Denver Ethics Director Michael Henry

Michael Henry, Denver's ethics director, will retire after Labor Day.

Outgoing Denver ethics director Michael Henry is leaving the city with a request: Assess the shortcomings of the program he's run for nearly two decades. 

Henry, who is to retire early next month, has asked the Denver Auditor's Office to complete a probe and make recommendations for improvements to the city's ethics code, which he says gives the Board of Ethics "zero" power to penalize employees who are accused of wrongdoing.

A 2010 audit made some suggestions to better the program, but the board "was not able to implement any of them" because it didn't have budgetary authority and was limited by the code in other ways, Henry told the City Council's Finance & Governance Committee on Tuesday. 

One of the changes proposed was to allow city employees to submit anonymous complaints. Under the current rules, a complainant must sign his or her name, and a copy of the grievance is sent to the subject within five days. 

"If it’s a city employee who’s wanting to complain about his or her supervisor or the head of the department or even a co-worker -- as soon as they hear that, I’d guess 80% say 'I don’t want to do that,' for fear of retaliation," Henry said in an interview. 

Other problems, too, have frustrated him during his tenure.

If the five-member board holds a public hearing and finds that an employee did violate the ethics code, it only has the authority to recommend discipline to the department head or official who appointed the staff member, he said.

Supervisors have blown off those recommendations in the past, saying they already offered counseling to the employee regarding the issue, Henry said. 

Other government ethics boards have the power to impose fines or penalties, he said. 

Most of the complaints and questions that the board fields are about city employees and officials accepting gifts and potential conflicts of interest. Departing employees, for example, often ask if it's appropriate to take jobs in industries that they once had a hand in regulating, he said. 

Last year, the board had 30 formal cases in which complaints were made or advisory opinions or waivers were requested, according to the board's 2018 annual report. Henry received some 200 more informal inquires about ethics issues, the report says. 

But many other branches of the city government handle ethics complaints, and no central source keeps track, Henry said.

"A lot of people make complaints to the City Council or the mayor or the Board of Ethics or the auditor. Nobody collects them altogether and tries to make sure there’s some follow-through about serious complaints," he said.

Senior Assistant City Attorney Lori Weiser, who's served as the legal advisor to the board, will succeed Henry as executive director on Sept. 5.

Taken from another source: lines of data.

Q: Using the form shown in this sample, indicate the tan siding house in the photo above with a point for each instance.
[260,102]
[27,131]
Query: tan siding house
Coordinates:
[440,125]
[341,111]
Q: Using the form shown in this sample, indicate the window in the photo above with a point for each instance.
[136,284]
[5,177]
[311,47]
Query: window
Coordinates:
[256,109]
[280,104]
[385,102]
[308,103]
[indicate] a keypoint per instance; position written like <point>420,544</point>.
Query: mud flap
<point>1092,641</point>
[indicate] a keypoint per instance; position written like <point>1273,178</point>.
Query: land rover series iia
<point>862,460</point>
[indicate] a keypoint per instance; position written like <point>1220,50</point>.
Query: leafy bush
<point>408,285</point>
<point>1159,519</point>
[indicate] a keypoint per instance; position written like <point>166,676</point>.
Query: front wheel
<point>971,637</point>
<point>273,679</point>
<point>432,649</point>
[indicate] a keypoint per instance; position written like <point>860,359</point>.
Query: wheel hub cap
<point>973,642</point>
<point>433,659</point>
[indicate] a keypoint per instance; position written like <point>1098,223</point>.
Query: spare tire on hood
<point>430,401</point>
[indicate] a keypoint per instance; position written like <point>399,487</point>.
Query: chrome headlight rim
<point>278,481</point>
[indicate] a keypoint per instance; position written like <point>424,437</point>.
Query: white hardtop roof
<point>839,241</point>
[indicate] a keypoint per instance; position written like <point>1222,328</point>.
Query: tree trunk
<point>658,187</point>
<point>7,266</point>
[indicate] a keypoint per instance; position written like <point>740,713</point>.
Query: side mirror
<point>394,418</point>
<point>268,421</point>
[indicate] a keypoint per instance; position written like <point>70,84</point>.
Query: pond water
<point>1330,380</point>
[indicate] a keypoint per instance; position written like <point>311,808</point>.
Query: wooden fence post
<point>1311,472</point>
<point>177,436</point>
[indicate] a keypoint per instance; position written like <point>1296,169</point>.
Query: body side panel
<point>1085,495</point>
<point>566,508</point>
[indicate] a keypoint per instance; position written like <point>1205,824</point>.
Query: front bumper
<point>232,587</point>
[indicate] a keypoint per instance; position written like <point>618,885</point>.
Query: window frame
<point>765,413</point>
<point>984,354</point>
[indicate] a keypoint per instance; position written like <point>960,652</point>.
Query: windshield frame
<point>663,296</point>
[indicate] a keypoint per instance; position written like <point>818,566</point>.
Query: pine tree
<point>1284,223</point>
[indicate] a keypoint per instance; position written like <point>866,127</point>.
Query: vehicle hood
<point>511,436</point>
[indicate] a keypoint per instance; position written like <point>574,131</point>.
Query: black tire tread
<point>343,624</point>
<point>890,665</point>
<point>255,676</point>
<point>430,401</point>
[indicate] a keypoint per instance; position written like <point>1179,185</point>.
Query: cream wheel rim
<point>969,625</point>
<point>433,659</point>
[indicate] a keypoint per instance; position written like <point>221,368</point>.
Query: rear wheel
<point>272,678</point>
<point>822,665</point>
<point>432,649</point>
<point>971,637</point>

"My main push right now is to try and continue what Michael has done to increase the visibility of the board," Weiser told the Finance & Governance Committee. 

The audit, first reported by Denverite, is due in October. 

The volunteer board will review the report and decide whether to refer any proposed changes to the ethics code to the mayor or city council.

"I look forward to seeing the recommendations that will strengthen the role of the office, so that when we have situations that there’s grey area, it gives a little bit more teeth to the agency deal with some of the issues," City Councilwoman Debbie Ortega said during the committee meeting.